2 Es irónico que la tasa Tobin, es decir, el impuesto a las transacciones financieras, haya sido prácticamente la única gran bandera unificadora contra el “neoliberalismo” que agitó el reformismo europeo, acompañado de buena parte de la izquierda marxista. La creación de ATTAC, organización semipolítica que fungió como una especie de ONG “de izquierda” para muchos desencantados, se hizo en pos de este solo objetivo, muy resistido en su momento por el conjunto de las burguesías europeas. Que el propio Sarkozy enarbole esta bandera “antineoliberal” da una medida de cómo ha cambiado el panorama europeo (los liberales más acérrimos y euroescépticos hasta tildan a Sarkozy de… anticapitalista).

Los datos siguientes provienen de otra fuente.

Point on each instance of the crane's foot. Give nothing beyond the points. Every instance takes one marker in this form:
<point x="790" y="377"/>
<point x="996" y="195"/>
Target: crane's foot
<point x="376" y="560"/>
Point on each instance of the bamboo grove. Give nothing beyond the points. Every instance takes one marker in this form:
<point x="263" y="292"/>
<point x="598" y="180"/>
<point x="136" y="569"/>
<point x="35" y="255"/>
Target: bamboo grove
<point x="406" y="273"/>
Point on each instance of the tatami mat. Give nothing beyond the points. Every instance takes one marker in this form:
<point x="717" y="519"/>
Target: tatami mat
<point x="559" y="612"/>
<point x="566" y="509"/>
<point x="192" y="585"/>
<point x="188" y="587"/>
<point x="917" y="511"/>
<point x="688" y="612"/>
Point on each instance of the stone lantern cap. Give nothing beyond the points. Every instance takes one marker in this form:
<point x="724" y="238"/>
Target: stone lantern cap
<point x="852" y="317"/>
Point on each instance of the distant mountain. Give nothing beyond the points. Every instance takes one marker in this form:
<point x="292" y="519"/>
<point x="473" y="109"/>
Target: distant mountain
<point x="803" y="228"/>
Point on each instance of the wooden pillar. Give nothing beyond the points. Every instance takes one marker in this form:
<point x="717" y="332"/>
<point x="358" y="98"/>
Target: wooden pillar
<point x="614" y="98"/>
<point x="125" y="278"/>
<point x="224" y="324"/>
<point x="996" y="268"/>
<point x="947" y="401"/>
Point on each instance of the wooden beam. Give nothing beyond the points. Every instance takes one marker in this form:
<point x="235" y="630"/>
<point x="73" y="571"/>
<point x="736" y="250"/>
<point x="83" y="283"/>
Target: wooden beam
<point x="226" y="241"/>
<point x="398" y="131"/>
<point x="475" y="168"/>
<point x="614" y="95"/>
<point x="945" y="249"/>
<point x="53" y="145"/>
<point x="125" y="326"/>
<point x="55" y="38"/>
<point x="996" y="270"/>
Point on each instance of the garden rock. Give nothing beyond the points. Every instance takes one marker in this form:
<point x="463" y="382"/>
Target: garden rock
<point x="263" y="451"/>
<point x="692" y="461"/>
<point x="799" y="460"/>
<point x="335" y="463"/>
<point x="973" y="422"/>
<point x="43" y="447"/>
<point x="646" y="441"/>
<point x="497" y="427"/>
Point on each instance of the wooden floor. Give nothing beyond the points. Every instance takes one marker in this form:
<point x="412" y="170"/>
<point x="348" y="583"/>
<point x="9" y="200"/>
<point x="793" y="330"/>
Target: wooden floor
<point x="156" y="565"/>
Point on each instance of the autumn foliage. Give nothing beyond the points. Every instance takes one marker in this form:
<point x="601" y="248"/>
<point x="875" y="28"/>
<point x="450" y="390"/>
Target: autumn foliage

3 The Economist describe así el cinismo que tiñe la relación británica con la UE: “El Reino Unido, que se sumó al club en 1973, ve a Europa como una entre varias fuentes de ventajas e influencia nacional. El asiento permanente en el Consejo de Seguridad de la ONU, la pertenencia al G8, unas fuerzas armadas de importancia (aunque en disminución) y los estrechos lazos con EE.UU. y el mundo angloparlante ofrecen otras alternativas. Si para la mayoría [de los miembros de la UE] Europa es una cuestión de destino, para los británicos es una cuestión de frío análisis de costos y beneficios” (“Game, set and mismatch”, 17-12-11).
4 Esta incompatibilidad puede tener antecedentes más viejos de lo pensado. En un comentario sobre el fallido referéndum griego, se plantea que “la idea de ‘sacarse de encima la deuda con el voto’ parece bastante rara, pero los votantes tienen todo el derecho de hacerlo, mientras acepten las consecuencias. En su libro Grilletes de oro, Barry Eichengreen sostiene que una de las razones por las que cayó el patrón oro después de la Primera Guerra Mundial fue que la mayoría de los países habían pasado a ser democracias. Para asegurar una moneda sana hacían falta dosis regulares de austeridad, pero esto era políticamente imposible una vez que la clase trabajadora podía votar, especialmente cuando los políticos estaban preocupados por la amenaza de la revolución comunista” (“Voting away your debts”, The Economist, 1-11-11). Una prueba adicional de que, una vez que se desembarazan de la política, las masas y la lucha de clases, los esquemas teóricos de los economistas liberales funcionan a la perfección.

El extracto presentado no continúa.